Within the issues identified, a noticeable trend is the expansion of the realm of the issues to more traditional areas within the library. Perhaps the most obvious of these is federated searching.
Although primarily a concern for the library, the issue of federated searching has a significant impact on the teaching function of faculty, particularly in the online environment. Federated searching is the ability to aggregate the contents of a search that is performed across databases. The reasons why this particular issue is of critical importance to the larger academic community are complex.
As we know, libraries spend large percentages of their budget for electronic commercial content and this is a trend that will continue. 2 For students, faculty, and staff, this has resulted in a proliferation both of electronic resources and interfaces to those resources, which must be learned in order to navigate and find appropriate content. In addition, because most commercial e-resources are found in aggregator sites (such as EBSCOhost), complexity is added because the same journal article may be available from multiple vendors. Moreover, navigation is made more complex by the fact that having located a citation, users still have to search to find out if the article or monograph is available through the library, and if not, know to make an interlibrary loan request (and how to make this request.) An additional issue is the need to manage who has rights to content and off-campus access.

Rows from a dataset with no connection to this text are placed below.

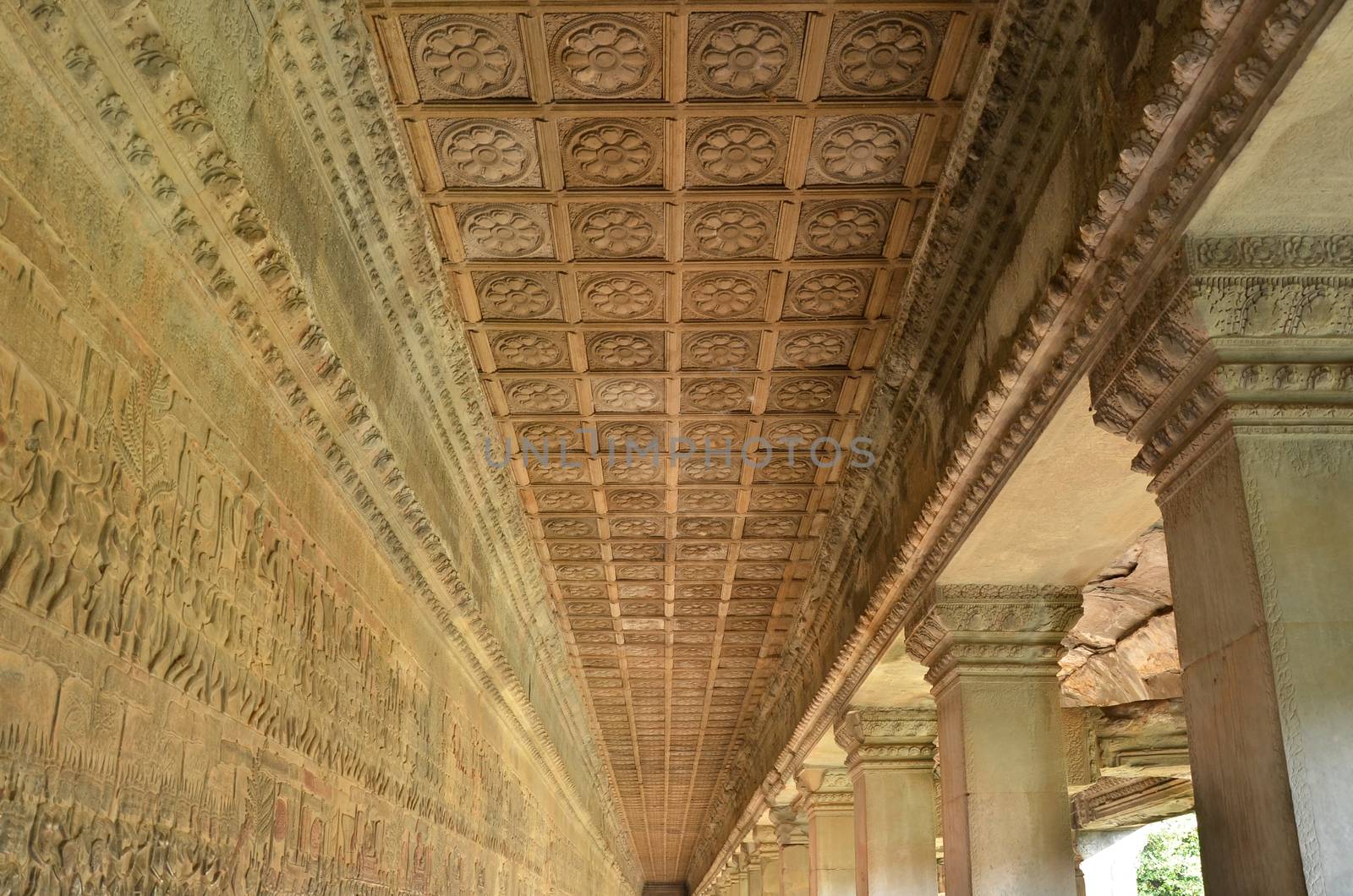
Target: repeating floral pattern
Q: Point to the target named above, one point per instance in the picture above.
(606, 56)
(466, 56)
(617, 232)
(635, 281)
(487, 153)
(886, 53)
(731, 231)
(612, 152)
(744, 54)
(502, 232)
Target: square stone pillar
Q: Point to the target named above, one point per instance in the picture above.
(754, 868)
(792, 833)
(992, 658)
(829, 800)
(890, 757)
(1235, 374)
(769, 850)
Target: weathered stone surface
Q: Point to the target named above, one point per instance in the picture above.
(1125, 648)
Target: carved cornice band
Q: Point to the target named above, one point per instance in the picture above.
(992, 628)
(1238, 331)
(888, 738)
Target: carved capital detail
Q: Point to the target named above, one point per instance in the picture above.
(998, 628)
(888, 738)
(825, 790)
(1246, 331)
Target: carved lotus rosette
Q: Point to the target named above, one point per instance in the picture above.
(737, 150)
(612, 152)
(731, 231)
(724, 295)
(505, 232)
(620, 295)
(619, 231)
(466, 56)
(861, 149)
(605, 56)
(626, 351)
(487, 152)
(744, 54)
(883, 54)
(843, 227)
(518, 295)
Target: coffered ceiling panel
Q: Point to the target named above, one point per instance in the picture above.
(676, 221)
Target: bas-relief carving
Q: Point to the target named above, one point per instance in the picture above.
(230, 715)
(125, 456)
(944, 475)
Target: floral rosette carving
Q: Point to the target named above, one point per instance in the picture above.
(724, 295)
(737, 150)
(612, 152)
(830, 294)
(805, 394)
(616, 232)
(605, 56)
(620, 295)
(486, 153)
(846, 227)
(886, 53)
(731, 231)
(863, 148)
(539, 396)
(744, 54)
(466, 56)
(720, 349)
(629, 396)
(528, 351)
(622, 351)
(514, 295)
(504, 232)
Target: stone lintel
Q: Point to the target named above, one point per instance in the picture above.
(888, 738)
(992, 628)
(1249, 332)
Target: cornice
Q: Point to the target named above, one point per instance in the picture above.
(1218, 79)
(121, 80)
(888, 738)
(1253, 331)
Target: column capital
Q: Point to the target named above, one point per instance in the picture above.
(823, 790)
(791, 826)
(888, 738)
(994, 628)
(1238, 331)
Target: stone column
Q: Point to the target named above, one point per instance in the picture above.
(769, 850)
(992, 658)
(829, 800)
(890, 757)
(1235, 373)
(792, 834)
(754, 868)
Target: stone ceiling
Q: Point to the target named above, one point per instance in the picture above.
(676, 220)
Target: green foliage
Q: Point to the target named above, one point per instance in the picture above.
(1170, 862)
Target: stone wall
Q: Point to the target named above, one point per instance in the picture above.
(213, 677)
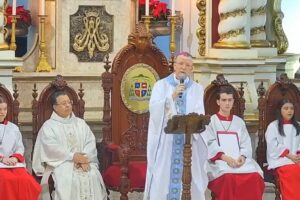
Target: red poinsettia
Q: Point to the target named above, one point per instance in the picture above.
(158, 10)
(20, 11)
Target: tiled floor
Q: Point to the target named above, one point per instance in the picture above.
(268, 195)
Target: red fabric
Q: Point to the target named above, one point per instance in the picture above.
(5, 122)
(285, 153)
(17, 183)
(19, 157)
(136, 175)
(289, 181)
(224, 118)
(217, 156)
(248, 186)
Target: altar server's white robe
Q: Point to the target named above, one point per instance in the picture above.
(159, 147)
(278, 147)
(277, 144)
(57, 139)
(219, 167)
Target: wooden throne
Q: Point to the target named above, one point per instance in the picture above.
(12, 103)
(124, 145)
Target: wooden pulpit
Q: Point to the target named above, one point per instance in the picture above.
(192, 123)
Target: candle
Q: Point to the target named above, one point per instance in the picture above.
(42, 7)
(147, 8)
(173, 8)
(14, 7)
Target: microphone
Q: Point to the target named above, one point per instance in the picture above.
(181, 81)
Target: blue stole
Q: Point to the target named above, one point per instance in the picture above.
(176, 170)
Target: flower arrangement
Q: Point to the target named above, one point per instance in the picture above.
(24, 15)
(158, 10)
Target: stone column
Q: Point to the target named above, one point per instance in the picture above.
(233, 29)
(258, 22)
(3, 44)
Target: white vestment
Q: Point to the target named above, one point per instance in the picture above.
(11, 143)
(219, 167)
(57, 139)
(277, 144)
(159, 147)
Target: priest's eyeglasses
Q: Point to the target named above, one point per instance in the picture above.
(66, 103)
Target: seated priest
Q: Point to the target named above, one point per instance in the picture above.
(283, 149)
(15, 182)
(66, 149)
(232, 172)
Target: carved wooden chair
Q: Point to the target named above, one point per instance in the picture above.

Federated searching will be the next strategic system for libraries because it has the potential to resolve these problems and leverages the cost of local and commercial content by providing the architecture and tools to manage access. 3 As such, it may become a more important service the library provides to the academic community than the online card catalog.
Some of the critical issues a federated searching system must address include providing:
- a single interface that acts as a portal and helps end users discover which campus resources will provide the research and information needed;
- intellectual organization of categorizing electronic resources through a collection management function;
- multiprotocol searching to bring backretrieve content from these resources and to allow direct access to the native interface of another content provider or search engine;
- reference linking that allows lateral navigation from citations to full text, and from any content to other relevant services such as ILL;
- the capability of integrating and managing local content such as electronic reserves and institutional scholarly digital content (such as art slides, audio clips, or archival information); and
- hooks for integrating into systems that are pivotal to the educational mission of the institution, such as course reserve systems like Blackboard.
The second major issue that has been identified is related to repositories. A robust repository structure is needed because digital objects are more numerous, volatile, and mutable than “traditional” materials and digital objects depend on and are bound to a technical environment and infrastructure. 4
A digital repository service provides for the storage and retrieval system of digital material within collections. These services and facilities include:
- an electronic storage facility within which the digital objects created or purchased reside;
- management of administrative and structural metadata associated with stored objects;
- preservation policies and procedures to insure the continued usability of stored objects, and delivery of an object to a registered or known software application (e.g., an online catalog, a Web browser); and
- a name resolution service, which is a comprehensive service for creating, maintaining, and resolving persistent identifiers which are location-independent names for network-accessible resources. Name resolution is the process of mapping from a given abstract name to a URL that represents a particular instantiation of the named resource.
There are also a handful of issues strictly pertaining to certain types of media. Still images present a challenge because they may represent several different kinds of information. This is often seen in digital library projects, where the digital facsimile of a text page must be retained along with the optical character recognition (OCR) recognized or rekeyed text. In many cases, the two modesÂ¾digital facsimile image and searchable textÂ¾must be presented to the user simultaneously. With other materials, however, the still image facsimiles represent other forms of data, including musical notation and traditional visual information, for which the technology to build a direct index of the contents does not yet exist or is not readily available. For projects dealing with images of this kind, the campus media infrastructure must be flexible enough so that when tools such as visual content mapping and automated music recognition technologies do become available, they can be integrated with a minimum of effort.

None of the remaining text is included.